На фотографии нет моего свекра, стоящего в нескольких футах. Он напуган и подавлен. За последние несколько лет я стала относиться к нему по-другому. В Лос-Анджелесе у него почти ничего нет: он — представитель низшего класса, так же, как и мы, постоянно сталкивается с дискриминацией и никогда не сможет покинуть Чайна-таун. Теперь его приемная страна, Америка, тоже сражается с Японией. Он подозревает, что больше не будет получать товаров со своих фабрик в Шанхае и не сможет зарабатывать на «бумажных партнерах». Но он все так же отсылает деньги своим родственникам в деревню Вахун: не только потому, что американские доллары высоко ценятся в Китае, но и потому, что он так и не перестал тосковать по своей родине. Иен-иен, Верну, Сэму, Мэй и мне некому посылать деньги, так что Старый Лу шлет посылки от нас всех — потерянным нами деревням, домам и семьям.

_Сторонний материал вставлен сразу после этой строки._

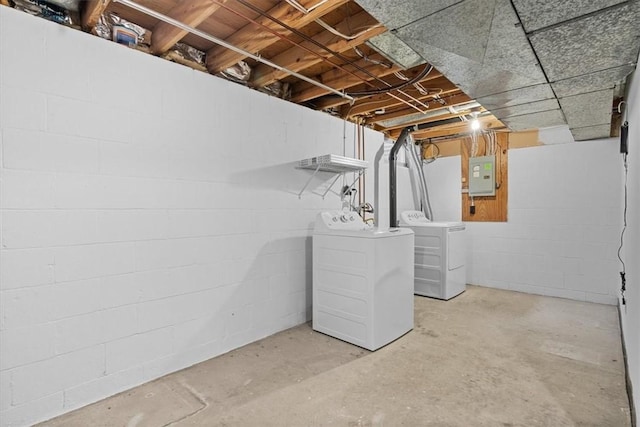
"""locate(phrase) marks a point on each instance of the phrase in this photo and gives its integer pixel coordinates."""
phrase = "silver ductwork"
(531, 63)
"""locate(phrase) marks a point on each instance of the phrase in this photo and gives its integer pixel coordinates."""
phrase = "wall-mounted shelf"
(334, 164)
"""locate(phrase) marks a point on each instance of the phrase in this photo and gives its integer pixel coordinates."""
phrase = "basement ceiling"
(515, 65)
(532, 63)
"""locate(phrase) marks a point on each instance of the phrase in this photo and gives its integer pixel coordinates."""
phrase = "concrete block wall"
(564, 221)
(150, 217)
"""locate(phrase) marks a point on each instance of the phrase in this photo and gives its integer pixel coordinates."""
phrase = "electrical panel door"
(482, 177)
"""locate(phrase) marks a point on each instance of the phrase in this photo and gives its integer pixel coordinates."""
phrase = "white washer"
(440, 270)
(362, 280)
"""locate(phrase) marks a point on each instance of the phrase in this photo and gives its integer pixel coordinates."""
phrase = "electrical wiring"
(623, 273)
(368, 59)
(344, 36)
(424, 73)
(436, 150)
(325, 48)
(303, 9)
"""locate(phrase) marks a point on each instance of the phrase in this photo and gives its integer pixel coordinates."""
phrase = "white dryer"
(440, 249)
(362, 280)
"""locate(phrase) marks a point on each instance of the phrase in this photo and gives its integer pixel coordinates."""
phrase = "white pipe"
(229, 46)
(303, 9)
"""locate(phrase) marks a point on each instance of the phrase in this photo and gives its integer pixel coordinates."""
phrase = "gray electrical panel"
(482, 177)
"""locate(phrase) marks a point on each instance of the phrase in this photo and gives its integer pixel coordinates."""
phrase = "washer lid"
(372, 233)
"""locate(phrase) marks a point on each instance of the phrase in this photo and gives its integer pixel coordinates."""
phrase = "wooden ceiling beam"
(298, 58)
(254, 39)
(451, 101)
(338, 79)
(164, 36)
(461, 128)
(334, 101)
(377, 102)
(91, 11)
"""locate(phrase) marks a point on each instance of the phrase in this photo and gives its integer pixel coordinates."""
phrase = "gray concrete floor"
(486, 358)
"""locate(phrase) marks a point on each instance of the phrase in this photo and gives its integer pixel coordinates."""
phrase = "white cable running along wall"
(563, 226)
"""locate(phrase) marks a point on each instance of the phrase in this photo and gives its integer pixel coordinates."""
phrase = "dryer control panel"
(413, 218)
(340, 220)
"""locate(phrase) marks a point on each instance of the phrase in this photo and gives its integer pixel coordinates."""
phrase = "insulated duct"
(393, 157)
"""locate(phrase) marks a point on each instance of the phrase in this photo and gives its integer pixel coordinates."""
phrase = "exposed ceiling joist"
(299, 58)
(219, 58)
(191, 13)
(91, 12)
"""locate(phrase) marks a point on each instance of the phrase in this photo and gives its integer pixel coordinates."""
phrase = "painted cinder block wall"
(150, 217)
(630, 313)
(564, 221)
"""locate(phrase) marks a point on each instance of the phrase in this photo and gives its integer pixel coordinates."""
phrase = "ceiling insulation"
(532, 63)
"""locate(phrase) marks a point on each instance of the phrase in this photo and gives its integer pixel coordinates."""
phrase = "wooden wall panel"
(488, 208)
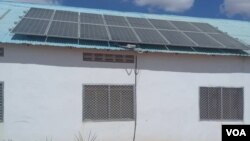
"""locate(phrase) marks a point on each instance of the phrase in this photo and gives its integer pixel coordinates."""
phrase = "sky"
(225, 9)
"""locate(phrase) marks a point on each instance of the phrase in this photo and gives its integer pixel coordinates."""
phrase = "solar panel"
(91, 18)
(31, 27)
(38, 13)
(162, 24)
(203, 40)
(94, 32)
(206, 27)
(150, 36)
(122, 34)
(115, 20)
(97, 27)
(63, 29)
(66, 16)
(177, 38)
(228, 41)
(184, 26)
(139, 22)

— Те, кто не сражаются, должны работать, — говорит нам однажды дядя Чарли. — Помните братьев Ли? Они делают самолеты в «Локхиде». Говорят, там и для меня найдется местечко, а это вам не
— Но твой английский…
— Если я хороший работник, всем плевать на мой английский, — отвечает он. — Знаешь, Перл, а ты бы тоже могла там работать. Братья Ли взяли с собой своих сестер. Эстер и Вернис теперь ставят заклепки на двери бомбардировщиков. Знаешь, сколько они получают? Шестьдесят центов в час днем и шестьдесят пять центов ночью. А знаешь, сколько я буду зарабатывать? — Он трет опухшие от аллергии глаза. — Восемьдесят пять центов в час. Это тридцать четыре доллара в неделю. Говорю тебе, Перл, там хорошо платят.
На сделанной мной фотографии дядя Чарли, закатав рукава рубашки, сидит за стойкой. Перед ним лежит кусок пирога, на свободном стуле валяются его фартук и бумажная шляпа.
— Чем же мой мальчик может помочь на войне? — спрашивает мой свекор, когда Верну приходит повестка. В прошлом июне Верн окончил среднюю школу — он никому там не был нужен и никто не желал возиться с его образованием. — Ему лучше остаться дома. Сэм, сходи с ним и объясни все.
— Схожу, — соглашается Сэм. — Но я хочу, чтобы меня завербовали. Я тоже хочу получить легальное гражданство.